The Finance Minister was today briefing cabinet colleagues about the state of Anglo Irish Bank and his efforts to extend the bank guarantee until the end of the year.

But in a radio interview earlier this week, he twice refused to rule out a run for the leadership in the future but insisted there was "no vacancy" at the moment. The comments gave some hope to a rump of TDs who want Mr Lenihan to lead Fianna Fail into a general election.

"If Cowen is still there at election time, we are facing total wipe-out. With Lenihan it will still be a bloodbath but not as devastating," one TD told the Herald.

However, he said that after a week in which the reality of the banking crisis hit home again, the reality is that Mr Lenihan "can't really walk out of Finance".

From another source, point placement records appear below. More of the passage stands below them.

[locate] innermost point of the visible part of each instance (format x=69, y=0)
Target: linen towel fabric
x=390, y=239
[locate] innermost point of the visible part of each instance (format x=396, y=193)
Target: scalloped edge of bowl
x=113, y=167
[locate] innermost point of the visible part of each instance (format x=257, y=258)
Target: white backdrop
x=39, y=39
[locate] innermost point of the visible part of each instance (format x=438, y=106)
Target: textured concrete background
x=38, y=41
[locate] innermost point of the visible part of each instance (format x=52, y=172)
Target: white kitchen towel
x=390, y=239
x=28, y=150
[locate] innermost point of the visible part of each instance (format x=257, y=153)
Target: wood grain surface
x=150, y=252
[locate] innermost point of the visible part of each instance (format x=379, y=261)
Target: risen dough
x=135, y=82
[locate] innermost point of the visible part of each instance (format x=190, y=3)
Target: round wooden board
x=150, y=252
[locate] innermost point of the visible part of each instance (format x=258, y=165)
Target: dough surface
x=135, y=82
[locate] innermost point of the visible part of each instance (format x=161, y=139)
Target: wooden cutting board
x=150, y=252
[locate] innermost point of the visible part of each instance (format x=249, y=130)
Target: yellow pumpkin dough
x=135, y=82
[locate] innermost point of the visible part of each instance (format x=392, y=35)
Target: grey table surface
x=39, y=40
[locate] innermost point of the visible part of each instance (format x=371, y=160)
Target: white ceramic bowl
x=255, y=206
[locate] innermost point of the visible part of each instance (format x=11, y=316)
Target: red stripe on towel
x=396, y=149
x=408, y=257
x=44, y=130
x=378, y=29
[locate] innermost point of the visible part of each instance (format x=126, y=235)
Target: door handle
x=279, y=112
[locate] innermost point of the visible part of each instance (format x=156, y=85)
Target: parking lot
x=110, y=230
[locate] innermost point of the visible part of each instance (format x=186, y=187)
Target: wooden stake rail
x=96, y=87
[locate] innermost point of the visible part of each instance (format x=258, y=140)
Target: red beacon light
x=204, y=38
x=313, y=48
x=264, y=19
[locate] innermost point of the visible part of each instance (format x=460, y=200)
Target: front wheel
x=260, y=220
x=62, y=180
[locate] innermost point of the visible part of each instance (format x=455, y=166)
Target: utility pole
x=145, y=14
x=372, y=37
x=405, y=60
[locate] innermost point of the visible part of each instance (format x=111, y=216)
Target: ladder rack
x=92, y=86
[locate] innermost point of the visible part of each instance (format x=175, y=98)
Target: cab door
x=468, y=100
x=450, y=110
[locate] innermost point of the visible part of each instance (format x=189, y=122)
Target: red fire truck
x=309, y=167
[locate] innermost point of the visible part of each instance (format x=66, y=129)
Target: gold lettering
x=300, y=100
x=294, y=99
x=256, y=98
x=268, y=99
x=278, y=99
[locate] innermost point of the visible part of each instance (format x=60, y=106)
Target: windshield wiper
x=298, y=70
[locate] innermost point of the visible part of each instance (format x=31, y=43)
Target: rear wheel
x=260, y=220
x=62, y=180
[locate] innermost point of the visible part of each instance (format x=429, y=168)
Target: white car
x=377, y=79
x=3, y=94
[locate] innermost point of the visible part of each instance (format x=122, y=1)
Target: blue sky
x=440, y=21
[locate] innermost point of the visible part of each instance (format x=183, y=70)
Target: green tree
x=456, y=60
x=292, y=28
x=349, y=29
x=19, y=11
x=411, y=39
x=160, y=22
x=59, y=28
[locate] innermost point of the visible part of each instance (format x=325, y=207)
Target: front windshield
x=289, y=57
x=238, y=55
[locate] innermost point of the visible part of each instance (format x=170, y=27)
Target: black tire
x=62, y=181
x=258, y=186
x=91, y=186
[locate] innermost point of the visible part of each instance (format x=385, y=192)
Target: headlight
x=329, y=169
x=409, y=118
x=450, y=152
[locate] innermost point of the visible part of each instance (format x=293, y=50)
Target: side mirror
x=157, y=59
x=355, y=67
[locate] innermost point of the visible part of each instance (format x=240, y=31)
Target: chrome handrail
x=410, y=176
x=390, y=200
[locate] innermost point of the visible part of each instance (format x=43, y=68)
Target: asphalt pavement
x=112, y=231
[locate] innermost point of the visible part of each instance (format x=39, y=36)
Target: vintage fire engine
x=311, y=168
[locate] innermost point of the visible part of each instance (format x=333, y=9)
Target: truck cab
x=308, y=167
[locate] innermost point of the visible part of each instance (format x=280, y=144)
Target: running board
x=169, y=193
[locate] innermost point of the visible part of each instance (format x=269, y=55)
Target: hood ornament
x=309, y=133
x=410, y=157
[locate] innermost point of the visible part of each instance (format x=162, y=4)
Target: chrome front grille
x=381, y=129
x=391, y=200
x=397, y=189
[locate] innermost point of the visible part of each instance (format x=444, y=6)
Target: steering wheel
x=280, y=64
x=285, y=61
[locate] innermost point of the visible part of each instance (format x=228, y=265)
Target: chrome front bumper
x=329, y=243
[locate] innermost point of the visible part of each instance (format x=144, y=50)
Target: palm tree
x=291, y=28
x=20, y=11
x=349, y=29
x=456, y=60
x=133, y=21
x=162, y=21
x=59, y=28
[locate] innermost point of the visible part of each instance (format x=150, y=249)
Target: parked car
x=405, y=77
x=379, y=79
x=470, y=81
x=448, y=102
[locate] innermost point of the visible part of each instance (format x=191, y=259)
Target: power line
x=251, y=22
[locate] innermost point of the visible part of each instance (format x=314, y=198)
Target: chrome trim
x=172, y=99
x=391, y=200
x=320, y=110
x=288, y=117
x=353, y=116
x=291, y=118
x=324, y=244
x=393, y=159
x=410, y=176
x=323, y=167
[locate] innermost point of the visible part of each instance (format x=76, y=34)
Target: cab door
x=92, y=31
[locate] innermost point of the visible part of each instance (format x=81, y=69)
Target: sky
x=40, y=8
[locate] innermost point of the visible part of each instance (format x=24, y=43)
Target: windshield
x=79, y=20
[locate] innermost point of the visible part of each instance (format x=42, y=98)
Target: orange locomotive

Another source said: "His health is still an issue. He seems strong, says he is strong but the cancer hasn't gone away."

Today, the Finance Minister's focus was on getting the Government's reaction to the views of the European Commission, the Central Bank and the National Treasury Management Agency to Anglo.

Yesterday, the European Commission approved an extension to the Government's bank guarantee scheme until the end of the year.

The approval should make it easier for the banks to raise funds, but international markets are still worried.

The Financial Times reported today that it will "ease the funding needs of its domestic lenders after the cost of government borrowing reached the highest levels since the onset of the financial crisis".